Miyoko’s Kitchen sent me samples of five of their cheeses, all of which have names that hint at their dairy-based inspiration. The Classic Double Cream Chive and Double Cream Sundried Tomato Garlic were excellent: smooth, creamy, tangy, and easily spreadable, they reminded me of Boursin, the highly processed herb-flecked French cream cheese. If I hadn’t known I was eating vegan cheese, I might have mistaken the double creams for dairy.  
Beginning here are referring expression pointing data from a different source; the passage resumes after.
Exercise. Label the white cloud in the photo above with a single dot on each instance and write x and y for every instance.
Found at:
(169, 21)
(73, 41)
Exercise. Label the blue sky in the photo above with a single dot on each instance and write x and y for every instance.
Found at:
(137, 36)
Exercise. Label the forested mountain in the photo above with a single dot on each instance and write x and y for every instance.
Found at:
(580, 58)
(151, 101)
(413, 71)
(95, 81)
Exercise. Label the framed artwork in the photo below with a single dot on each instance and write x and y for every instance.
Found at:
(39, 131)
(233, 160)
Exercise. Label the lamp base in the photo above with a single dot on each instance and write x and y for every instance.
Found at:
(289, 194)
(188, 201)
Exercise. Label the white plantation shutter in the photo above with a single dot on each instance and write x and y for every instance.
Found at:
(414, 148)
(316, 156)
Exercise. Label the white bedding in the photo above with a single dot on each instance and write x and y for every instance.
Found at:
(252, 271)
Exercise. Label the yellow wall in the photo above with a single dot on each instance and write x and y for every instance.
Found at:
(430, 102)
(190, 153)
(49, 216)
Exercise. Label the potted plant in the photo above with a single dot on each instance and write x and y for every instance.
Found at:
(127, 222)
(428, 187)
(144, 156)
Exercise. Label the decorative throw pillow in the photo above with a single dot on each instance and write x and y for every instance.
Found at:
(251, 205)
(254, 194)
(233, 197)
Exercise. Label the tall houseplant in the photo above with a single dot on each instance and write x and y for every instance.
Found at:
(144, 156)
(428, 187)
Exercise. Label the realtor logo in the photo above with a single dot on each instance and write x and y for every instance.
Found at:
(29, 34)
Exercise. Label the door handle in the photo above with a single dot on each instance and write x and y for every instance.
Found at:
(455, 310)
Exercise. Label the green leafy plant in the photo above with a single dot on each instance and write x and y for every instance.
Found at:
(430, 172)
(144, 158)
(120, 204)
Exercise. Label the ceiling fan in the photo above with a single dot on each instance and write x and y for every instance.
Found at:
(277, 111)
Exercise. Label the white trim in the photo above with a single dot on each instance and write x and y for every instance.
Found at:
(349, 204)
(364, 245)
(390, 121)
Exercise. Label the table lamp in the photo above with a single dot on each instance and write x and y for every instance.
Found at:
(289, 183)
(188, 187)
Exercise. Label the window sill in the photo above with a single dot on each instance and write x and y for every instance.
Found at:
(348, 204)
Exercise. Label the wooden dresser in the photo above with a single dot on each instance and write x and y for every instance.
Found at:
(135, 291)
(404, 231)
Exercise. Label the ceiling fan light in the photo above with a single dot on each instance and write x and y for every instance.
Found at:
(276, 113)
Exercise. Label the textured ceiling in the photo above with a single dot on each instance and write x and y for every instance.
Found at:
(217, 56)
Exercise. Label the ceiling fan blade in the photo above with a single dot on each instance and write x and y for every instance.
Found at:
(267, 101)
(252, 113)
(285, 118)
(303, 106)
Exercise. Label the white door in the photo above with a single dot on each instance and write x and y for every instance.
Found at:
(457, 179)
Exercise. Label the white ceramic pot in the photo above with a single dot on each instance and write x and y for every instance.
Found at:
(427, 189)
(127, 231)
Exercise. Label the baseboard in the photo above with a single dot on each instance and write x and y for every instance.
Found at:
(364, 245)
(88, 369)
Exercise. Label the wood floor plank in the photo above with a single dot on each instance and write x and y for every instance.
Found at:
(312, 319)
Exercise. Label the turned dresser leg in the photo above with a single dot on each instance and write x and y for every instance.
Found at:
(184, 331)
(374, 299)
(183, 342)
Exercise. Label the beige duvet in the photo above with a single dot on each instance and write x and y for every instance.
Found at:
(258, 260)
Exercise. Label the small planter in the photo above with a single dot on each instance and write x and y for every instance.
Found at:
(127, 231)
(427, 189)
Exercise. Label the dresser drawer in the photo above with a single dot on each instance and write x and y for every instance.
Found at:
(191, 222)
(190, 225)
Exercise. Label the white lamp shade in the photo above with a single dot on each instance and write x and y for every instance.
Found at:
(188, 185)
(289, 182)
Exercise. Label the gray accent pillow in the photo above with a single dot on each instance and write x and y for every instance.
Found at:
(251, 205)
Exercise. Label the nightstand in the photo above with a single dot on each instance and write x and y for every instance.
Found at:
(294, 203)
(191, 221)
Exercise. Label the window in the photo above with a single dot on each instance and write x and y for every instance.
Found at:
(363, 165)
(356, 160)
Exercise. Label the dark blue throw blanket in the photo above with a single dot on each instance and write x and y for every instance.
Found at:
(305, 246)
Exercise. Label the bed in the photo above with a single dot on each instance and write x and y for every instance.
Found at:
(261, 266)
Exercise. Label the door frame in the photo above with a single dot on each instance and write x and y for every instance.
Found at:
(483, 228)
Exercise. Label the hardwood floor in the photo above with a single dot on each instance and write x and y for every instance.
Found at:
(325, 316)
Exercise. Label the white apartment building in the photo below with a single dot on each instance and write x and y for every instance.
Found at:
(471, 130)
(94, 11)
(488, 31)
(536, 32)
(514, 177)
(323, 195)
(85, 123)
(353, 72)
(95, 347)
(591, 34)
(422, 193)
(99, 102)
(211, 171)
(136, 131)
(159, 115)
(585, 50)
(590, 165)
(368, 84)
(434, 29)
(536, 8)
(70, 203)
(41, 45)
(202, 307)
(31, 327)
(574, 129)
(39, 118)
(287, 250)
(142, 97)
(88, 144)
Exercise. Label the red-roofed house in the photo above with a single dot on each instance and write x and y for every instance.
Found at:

Miyoko’s Kitchen’s harder cheeses weren’t such skilled imitators, though. The High Sierra Rustic Alpine and the Aged English Sharp Farmhouse—whose cultures gave them the nutty taste of gruyere and the strong flavor of cheddar, respectively— were very good but not particularly cheese-like. Part of this had to do with their extreme tartness, an effect of chickpea miso, and part of it had to do with their light brown color. But it was mostly an issue of texture: Instead of being hard and slightly waxy, Miyoko’s Kitchen’s faux cheddar and gruyere were dense but pliable, like a Lärabar. When I spoke to Schinner, she told me that the texture was a function of aging and contended that if she’d been able to age the cheeses longer, they’d have a more authentically cheese-like texture. “At some point in the future we hope to be able to have a larger-capacity aging room where we can age cheeses for up to a year, but we don’t have that ability right now,” Schinner said.

Miyoko’s Kitchen’s cultured nut products, despite being the best vegan cheeses I’ve ever had, still fell victim to the vegan-cheese paradox. They made sense as a vegan proxy for cheese—there’s no other common foodstuff to which you could compare these rich, pungent, velvety, salty spreads. But by virtue of being called cheese, they were inherently disappointing. Once my expectations had been set to cheese, Miyoko’s Kitchen’s products were always going to miss the mark, in spite of being delicious on their own terms.

Did these less-than satisfying factors stop me from eating the cheeses? Absolutely not. I happily devoured all of my samples, even the chevre-like Country Style Herbes de Provence, which was coated in so much dried lavender it was hard to discern the flavor of the cheese below. If you can live with a little incongruity, you should give Miyoko’s Kitchen’s cultured nut products a try. (They’re currently available by mail order nationwide and are rapidly expanding their retail presence beyond the West Coast.) A vegan colleague has told me that two other vegan cheese companies that use similar techniques, Dr. Cow and Treeline Treenut Cheese, are also very good. I, for one, am glad Miyoko’s Kitchen and its peers exist, and the next time I’m entertaining, I’ll gladly round out my cheese board with one or two non-dairy variations. But until biohackers figure out how to make vegan cheese that’s chemically identical to real cheese, I’ll still reach for Cabot when I’m craving a good aged cheddar.